Well, thanks for showing up to the game, Once Upon A Time. I’ve been waiting for this sort of performance all season.
The Fairy Tale Land sequences were mercifully short, but did the job of filling in the why’s of Rumpy: why he got injured, why he had the coward reputation, why his wife was such a shrew, why he had the curse in the first place.
And the Real World stuff neatly tied up Henry’s family tree, making him the descendant of Rumpy and the Snow Charmings. Throw in his adoptive parentage, and Henry is a sort of fairytale Kwisatz Haderach.
Other Once Upon A Time Thoughts:
- “I’ve heard rumors. The front…it’s a brutal place.” Of course it’s a brutal place! It’s an effing front in an effing war!
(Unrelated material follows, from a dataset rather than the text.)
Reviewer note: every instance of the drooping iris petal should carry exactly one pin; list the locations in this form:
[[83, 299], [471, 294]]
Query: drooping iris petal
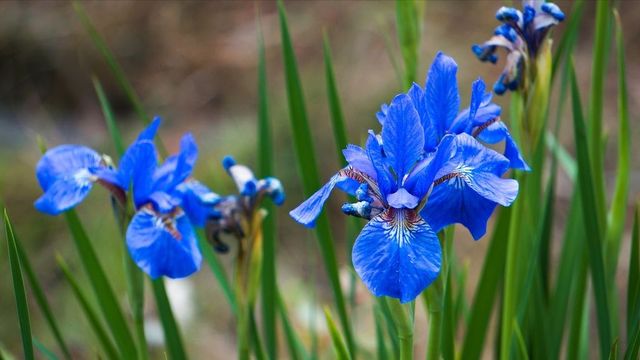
[[468, 193], [65, 174], [65, 193], [386, 182], [441, 92], [197, 201], [358, 158], [163, 247], [307, 212], [397, 254], [455, 202], [402, 136], [64, 161]]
- Rumpy never really had a chance with that wife of his. She’s impossible. She’s all Don’t go to the war! You’ll get killed! Then she’s all Why are you such a coward? Why can’t you just die? Christ. How does anyone deal with that garbage?
- It makes her abandoning Baelfire all the more appalling. Here, she laments about how hard it’ll be for Baelfire to have a coward for a father. Then she makes damn sure the kid has no one else. Again, Christ.
- Not that Rumpy isn’t worse because, like, murder and stuff.
- Was anyone else hoping for an apartment building full of rogue fairy tale characters who’d fallen through time and space?
- This is how I see it playing out: Rumpy is never going to mend things with his son, but Henry will wind up filling that role for him. Sure, Rumpy indicated a desire to kill the boy. Henry, though, has this magical power called being 11 years old. Henry still believes in the good in everyone and seems to have to ability to lie. If anyone can turn Rumpy around, it’s that kid.
- Cora is totally using Regina to usurp the Dark One’s power. Cora will be the Dark One by the end of the season.
- Is that a vibrator in Belle’s purse?